Царь слушал эту речь молча, пристально глядя на митрополита. Рука его сжимала свистелку, служившую звонком; стоило только свистнуть, и слуги увели бы этого смелого обличителя; но во взгляде Филиппа было столько ласки и страдания, в голосе столько силы и кротости.

— Хотя и высок ты саном, но естеством телесным подобен всякому человеку. Тот поистине может назваться властелином, кто владеет сам собой, не подчиняется страстям и побеждает любовью. Слышно ли когда-либо было, чтобы благочестивые цари сами возмущали свою державу? И между иноплеменниками никогда подобного не бывало.

Филипп не дрогнул и тогда, когда глаза царя налились кровью и он крикнул, задыхаясь:

— Что тебе, чернецу, до наших царских советов? Или не знаешь, что мои же хотят меня поглотить?

— Не обманывай себя напрасным страхом, — покачал головою с кроткою грустью митрополит, — избранный священным Собором и по твоему изволению, пастырь я Христовой церкви, и мы все заодно с тобою.

Царь оперся на ручки кресел, привстал и закричал, весь бледный, с вылезшими из орбит глазами:

— Одно лишь повторяю тебе, честный отче, молчи… — И опять, овладев собою, он понизил голос и почти прошептал: — Молчи, а нас благослови по нашему изволению…

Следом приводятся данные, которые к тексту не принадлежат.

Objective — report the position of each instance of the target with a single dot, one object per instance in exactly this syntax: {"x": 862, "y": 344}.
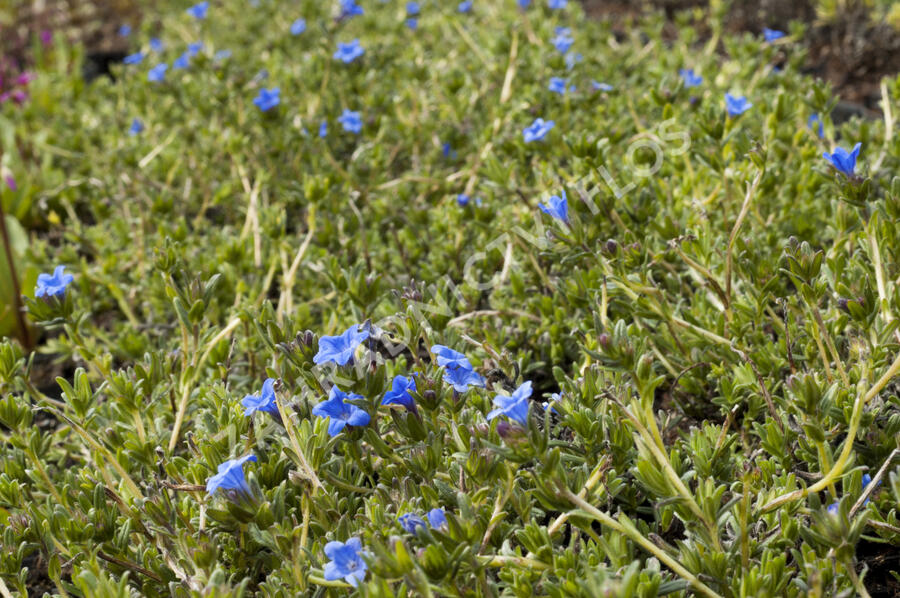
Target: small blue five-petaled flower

Он тяжело дышал, опустив голову на грудь. Кроткий, ровный голос заставлял царя терять последние силы, но твердо помнил он одно: ужас при мысли, что кроткий старик хочет подчинить его, как подчинил некогда Сильвестр. А в душе страшно метались обрывки далеких воспоминаний: неприглядное детство, тайные слезы в уголке неприветного дворца, унижения и кроткие, ласковые утешения Федора Колычева, молодого боярского сына с ласковыми, чистыми, как у ребенка, глазами.

Он плохо слушал теперь эту речь; до него долетали обрывки:

— Наше молчание кладет грех на душу твою и несет всеобщую смерть: худой кормчий губит весь корабль…

А потом шли тексты священного писания:

— «Да любите друг друга, яко же Аз…»

Царь молчал, потом заговорил, оправдываясь; и опять в ответ звучала тихая спокойная речь. Тогда, не выдержав, он закричал полным ужаса и страдания голосом:

— Уйди, владыка святой, уйди! Не рви мне душу… не прекословь: не отпущу боярина Федорова…

В это время царица вела в саду тайную беседу с царевичем Иваном. Она увидела его из окна сада и упросила свою любимую сенную Дуню привести в сад.

Сенные девушки с дежурными боярынями убирали дорожки, куда от ветра напорошило яблочных лепестков; царица сидела на каменной скамье рядом с царевичем поодаль и кормила рыб.

— Гляди, царевич, — говорила она ласково, — рыбка-то, рыбка, перышки распустила… а очи… так и светятся…

Она наклонилась, дразнила крошками рыб, и жемчужные поднизи ее головного убора почти касались воды. Внизу, резко разрезая хвостом гладь пруда, сновали рыбки.

— Гляди, царевич, — тихо смеялась царица, а сама, не глядя на него, зашептала: — Гляди в воду, а сам отвечай: в застенках бываешь?

По лицу мальчика скользнула улыбка; взгляд сделался наглым.

— Бывать-то бываю, матушка, а тебе на что? Аль вызволить кого собираешься? То дело опасное: как бы батюшка не осерчал, тебя за крамольницу не счел… нешто не боязно тебе в крови башмачки, шитые серебром, замарать аль ручки вывихнуть?

Она вся задрожала и ближе придвинулась к пасынку.

В углу сада, у яблонь, кричали девушки:

— Матушка-царица, гляди: Ольгу пчелы искусали… Губа вспухнет: то-то краса будет!